O halde, "Heveskâr Çevirmen" Osman Akınhay'ın zor zamanlarını anlatıyor, demekle yetinebilirim. Ancak şunu da eklemeliyim: "Heveskâr Çevirmen" okura, Osman Akınhay'ın çevirmenliğe heves etmekle kalmadığını, yayın dünyasında bir başarı hikâyesine de imza attığını gösteriyor. Çünkü ilk cilt, Osman Akınhay'ın Türkiye'deki büyük yayınevlerinden biri olan Everest Yayınları'nın yayın yönetmenliğine attığı ilk adımla tamamlanıyor.
*
Akınhay'ın hatıralarını üç cilt olarak tasarladığını yazmıştım.
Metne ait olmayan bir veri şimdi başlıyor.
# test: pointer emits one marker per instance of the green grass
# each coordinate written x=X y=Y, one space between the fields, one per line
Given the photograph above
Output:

Önsözde belirttiğine göre hatıraların ikinci cildi "Nalet Editör" adını taşıyacak. Bu cilt Everest Yayınları'nda yayın yönetmenliği yaptığı yılları anlatacak. Üçüncü ciltte ise "ustalık dönemi" olarak nitelendirdiği Agora Yayınları yıllarını... Bu iki cildi de merakla bekliyorum. Şundan dolayı: Birincisi, yine edebi lezzeti olan hatıralar okuyacağım için. İkincisi, aynı yıllarda değişik vesilelerle tanıştığımız insanları, uğradığımız mekanları bir de Osman Akınhay'dan okuyacağım için. Üçüncüsü, edebiyattan haz alanları, yayıncılık ve edebiyat dünyasını merak edenleri mutsuz etmediğini bildiğim için.
*
Madem ki "Heveskâr Çevirmen" bir hatıra kitabı, Osman Akınhay'la bir hatırayı paylaşıp bitireyim yazıyı.
Osman Akınhay mahpustan çıkıp İzmir'e yerleştiğinde ben de İzmir'deydim. Okuldan atılmış, çeşitli işlerde çalışarak ayakta durmaya çalışan bir edebiyat heveslisiydim. O yıllarda iki ayda bir yayımlanan Yaratı Dergisi keyif aldığım tek şeydi. Ancak İzmir çukurunda Osman Akınhay'la nasıl hiç denk gelmedik, "Heveskâr Çevirmen"i okurken en çok buna şaşırdım.
İstanbul'da tanıştık ama bu da Agora Kitaplığı'nı kurduktan sonra gerçekleştiğine göre, epey geç sayılır. Halbuki o kadar çok ortak tanıdık insan ve mekanımız vardı.
Zaten ilk ne zaman tanıştık, selamlaşmaya başladık, Osman Akınhay'ınki gibi zehir bir hafızam olmadığı için, hatırlamıyorum sahiden.
Ortak mekanlarımızdan biri Süper Restoran'dı, Akınhay "Heveskâr Çevirmen"de kısa ama ne güzel anlatır bu mekanı. Süper'de bir gece ayaküstü selamlaştık, neler yaptığımı sordu. İşsizdim ve hikâyeler yazıyordum. "Bitince bana getir" dedi. Bunu öylesine bir söz sanmıştım ama sonra her gördüğünde "Bitmedi mi kitap?" diye sorunca, dosyayı daha disiplinli bir şekilde çalışmaya başladım.
Kitap bitti, Agora'ya gidip teslim ettim. Çok değil, belki 10 gün sonra aradı ve kitabı basacağını söyledi. Bir hikâyeyi çıkarmıştı dosyadan, bir hikâyedeki 'sakıncalı' olabilecek bazı cümleleri değiştirmişti. Doğru kararlardı. Kitap, kısa sürede "Masalın Ölümü" adıyla yayımlandı. Merak edenler için ekleyeyim, kitabın telifini de çok darda olduğum bir zamanda Hızır gibi yetişip ödedi.
Bu güzel bir hatıra çünkü Osman Akınhay, benim için lanet bir editör, yayıncı olmadı. Şimdi Londra'da yaşayan, yazan, çeviri yapan, depremde hal hatır soran bir dost benim için.